The proof is in the scientific research: What you put on your plate can help skin issues, from acne to premature aging. Let us crunch the data while you crunch on youthifying sweet red peppers alongside your salmon and asparagus.
1. Load Up on Produce, and Prep With Care
Here's why: Sunlight and air pollution can cause unstable free radical molecules to wreak havoc on your skin, upping your odds for wrinkles and dark spots. You can help neutralize the assault by piling your plate with antioxidant-packed fruits and veggies. A plant-heavy diet can also slash skin cancer risk by as much as 54 percent, according to a study in the American Journal of Clinical Nutrition. Experts agree that how you prepare the produce matters. For example, the antioxidants in tomatoes and carrots — lycopene and beta-carotene — are more potent when you cook them with a healthy fat like olive oil, says Torey Armul, RDN, a spokesperson for the Academy of Nutrition and Dietetics. Foods with the antioxidant vitamin C (peppers, broccoli, kale) are best chomped raw or stir-fried just enough to heat without sapping their color or crunch.
2. Get Your Protein
"Eating a wide variety of proteins will pump your body full of collagen-building amino acids," says Whitney Bowe, MD, a clinical assistant professor of dermatology at the Icahn School of Medicine at Mount Sinai. "We know that women who don't get enough can develop rough, sallow skin as well as thinner hair and brittle nails." Be sure you're hitting the recommended 46 grams a day.
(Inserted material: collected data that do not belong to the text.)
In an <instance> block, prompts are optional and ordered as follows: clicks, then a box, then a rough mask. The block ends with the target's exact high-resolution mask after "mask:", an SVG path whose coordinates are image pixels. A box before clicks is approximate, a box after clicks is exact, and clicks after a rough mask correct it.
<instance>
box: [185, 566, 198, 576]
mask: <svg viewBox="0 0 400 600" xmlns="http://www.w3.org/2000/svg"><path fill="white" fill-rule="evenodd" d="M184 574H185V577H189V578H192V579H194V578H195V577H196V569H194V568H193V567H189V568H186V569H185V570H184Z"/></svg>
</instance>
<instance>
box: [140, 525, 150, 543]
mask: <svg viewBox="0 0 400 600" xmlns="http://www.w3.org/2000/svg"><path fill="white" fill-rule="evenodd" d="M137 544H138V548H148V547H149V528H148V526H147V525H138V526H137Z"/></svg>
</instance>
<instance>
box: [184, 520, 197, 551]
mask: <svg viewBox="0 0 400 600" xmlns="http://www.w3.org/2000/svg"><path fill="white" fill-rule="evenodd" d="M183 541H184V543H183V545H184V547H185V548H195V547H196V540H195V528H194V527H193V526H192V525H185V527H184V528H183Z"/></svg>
Chicken, fish, lean beef, and eggs are your best sources, but vegetarians can sub in extra chickpeas, lentils, and soybeans (also good for all of us).
3. Heal Your Stomach
Scientists have been buzzing for years about the possible connection between intestinal bacteria and obesity, GI issues, even depression. Now dermatologists are chiming in: "When bad bugs start elbowing out the good ones in our intestinal tract, inflammation surges through our entire body, including the skin," says Dr. Bowe. That may trigger acne, rosacea, and wrinkling. Rebalance your body with foods rich in gut-friendly probiotics: Eat plain yogurt topped with fresh fruit for breakfast, slurp miso soup, or experiment with kombucha, a fermented tea. (It tastes way better than it sounds!) Right now, food sources are a better bet than probiotic supplements since it's hard to tell if the pills have any effect on your skin. And don't forget about prebiotics, a type of indigestible fiber that probiotics love to snack on. Asparagus, kale, and spinach are filled with them.
4. Hold the Hormones
Nobody orders her milk shake with a side of estrogen. But some cattle in this country are injected with growth hormones to make them better milk providers, and those hormones may spur acne by upping oil production and inflammation. If you're acne prone, you can try buying organic dairy products whenever possible. To earn the USDA certification, dairy must come from animals not treated with growth hormones or antibiotics. Even organic milk contains some hormones, however, so it may help to limit your dairy intake overall.
5. Dial Back Sugar and Other Refined Carbs
And we're not just talking candy here. White rice, bread, pasta, and most packaged snack foods can spike blood sugar about 15 minutes after the first bite, says Bowe. In response, your body churns out a type of protein that increases oil production and causes inflammation, possibly leading to flares of eczema, rosacea, and acne. Higher blood sugar can stiffen up collagen fibers, which can make skin less springy, more saggy, says Rajani Katta, MD, a clinical professor of dermatology at Baylor College of Medicine in Houston. So get your carb fix from high-fiber, low-sugar foods (brown rice over white; a handful of nuts instead of crackers; beans rather than white pasta). You can calm your oil glands, reduce inflammation, and possibly improve acne in just 10 weeks, according to one study on the effects of diet on skin.
6. Choose Healthy Fats
The MVPs: omega-3 fatty acids, found in cold-water fish like salmon, tuna, and sardines. They're rich in DHA and EPA, two compounds that have been shown to ease moderate to severe acne and lower your risk of skin discoloration, roughness, and other signs of sun damage, says Jessica Wu, MD, an assistant clinical professor of dermatology at the University of Southern California. Just three servings of fish a week can make a difference in what you see in the mirror, says Wu. Not a seafood fan? You can pop a daily fish oil supplement, or munch on a plant source of omega-3s like walnuts or flaxseeds. Really, any unsaturated fat will help keep skin looking supple and glowy, says Wu. So have some sliced avocado with your grilled chicken breast, drizz lean olive oil-based vinaigrette on your salad, or sprinkle chia seeds over a mixed fruit cup.